Ang reached out and rubbed his head. “I would prefer you to be closer to home, so we might see you occasionally, but it is not for me to object to your choices. I am not your father.”
They both turned to look at me.
“Dad?” Fin asked, his hands tight on the edge of his chair. “What do you think?”
I thought someone had stolen the air from my lungs and I wasn’t sure I could get it back. “I think,” the words came out measured, which was a relief, “that I would like more time to think about it before I say one way or the other.” A statement that was in direct contradiction to my feelings.
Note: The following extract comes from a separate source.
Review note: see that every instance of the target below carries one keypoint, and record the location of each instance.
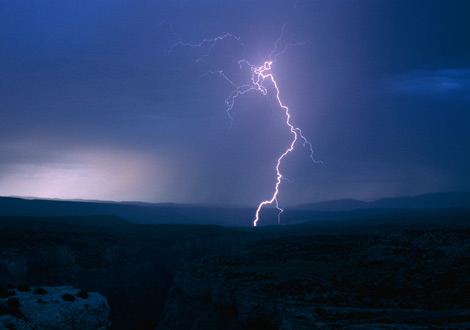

“And I think we have studied enough for tonight,” Ang said.
As had become the norm, Fin took that as his signal to retire to his room. I sat feeling numb and was somehow surprised when I looked up to see Ang standing before me.
“He does not make the choice to hurt you.”
Understanding that and feeling it were two different things.
Ang’s questions came back to me. What would I do without Fin?
What would I do without being a Rider? But Fin was going to leave me, he had to.
He had to grow up, be a man, live his own life.
Even if I left the service, I couldn’t be watching over Fin forever.
He wouldn’t thank me for that. Being a Rider, being in the military, these were the only things I knew.
I wouldn’t know where to start if I had to start again.
At least here, I had support from people who understood.
“I know.” I rose from the chair to faced Ang. “What would I do without you?”